If you give a mom a task…

It occurred to me recently that being a mom—particularly a stay-at-home, work-from-home mom—often makes me feel like that rascally rodent from Laura Joffe Numeroff’s “If You Give A Mouse A Cookie”.

I take a break from writing to get myself a cup of coffee and use the bathroom, but before I can even attempt to empty my bladder I notice the cat litter is in need of some attention. So, of course, I scoop it, and then realize I’ve made a mess on the floor.

I open the closet to get the broom, and fume over the fact that whoever folded the sheets last time (probably me!) simply balled up all the fitted ones and stuffed them onto the shelf.  Once they’ve been properly sorted, I remember it’s been a week already and I shouldn’t have bothered folding all of them in the first place.

I race around the house, change all the beds, and return to the bathroom to throw the dirty sheets down the laundry chute—only to realize there’s still cat litter on the floor and I’m about to pee my pants. Oh, and the coffee shut off 45 minutes ago.

On these days, I realize that being a mom—whether you’re also a writer, a nurse, or a Starbucks barista—means accepting more than a few frustrations as part of our everyday lives. We do the things that our kids and our partners don’t even know we do, but would certainly notice if we didn’t.

I also realize, when things get so hectic I want to scream and hop a red-eye to somewhere with palm trees, that it’s one of the best parts of being a mom (or any variation of primary caretaker).

I could choose to beat the people in my life over the head with all the tasks I complete in a day. Or, I could keep my little secret, and know that one day I’ll get a phone call.

I’m guessing it will be from my youngest, most docile child, but in my dreams it’s my oldest–the more, shall we say, challenging–one. His wife is away, and he’s been left with the kids, and he’s finally (finally!) figured out how lucky he was to have me.

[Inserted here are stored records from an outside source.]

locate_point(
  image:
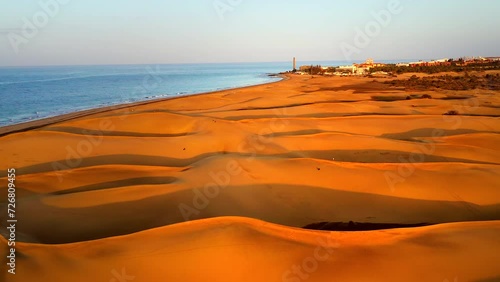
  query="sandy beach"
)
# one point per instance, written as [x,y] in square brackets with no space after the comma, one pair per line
[217,186]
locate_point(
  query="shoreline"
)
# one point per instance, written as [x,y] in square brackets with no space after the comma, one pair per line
[30,125]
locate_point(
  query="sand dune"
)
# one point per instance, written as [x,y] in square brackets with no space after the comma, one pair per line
[175,189]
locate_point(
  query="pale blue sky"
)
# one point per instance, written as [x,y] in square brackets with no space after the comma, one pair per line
[192,31]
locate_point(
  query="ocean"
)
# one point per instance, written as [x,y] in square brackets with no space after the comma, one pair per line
[31,93]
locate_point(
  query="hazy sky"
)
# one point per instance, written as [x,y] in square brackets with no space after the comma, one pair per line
[197,31]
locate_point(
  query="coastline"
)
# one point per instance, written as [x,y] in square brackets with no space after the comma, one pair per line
[30,125]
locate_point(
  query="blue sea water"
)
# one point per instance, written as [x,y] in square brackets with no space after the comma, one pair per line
[30,93]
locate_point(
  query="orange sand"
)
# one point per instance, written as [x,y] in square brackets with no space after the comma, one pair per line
[110,192]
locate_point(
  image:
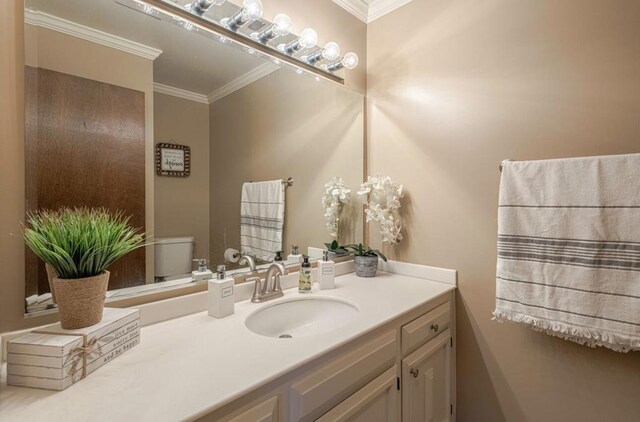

Until then, I find my own ways to de-stress. I play video games on the Xbox while nobody is home. I listen to loud music while I clean, and sing at the top of my lungs. I take a glass of wine (that’s not quite as cheap as I made it out to be) into the bathtub and settle under a cloud of essential oil with a good novel (or a trashy magazine). And I try to write books that I hope will wind up in the tubs of all my comrades out there.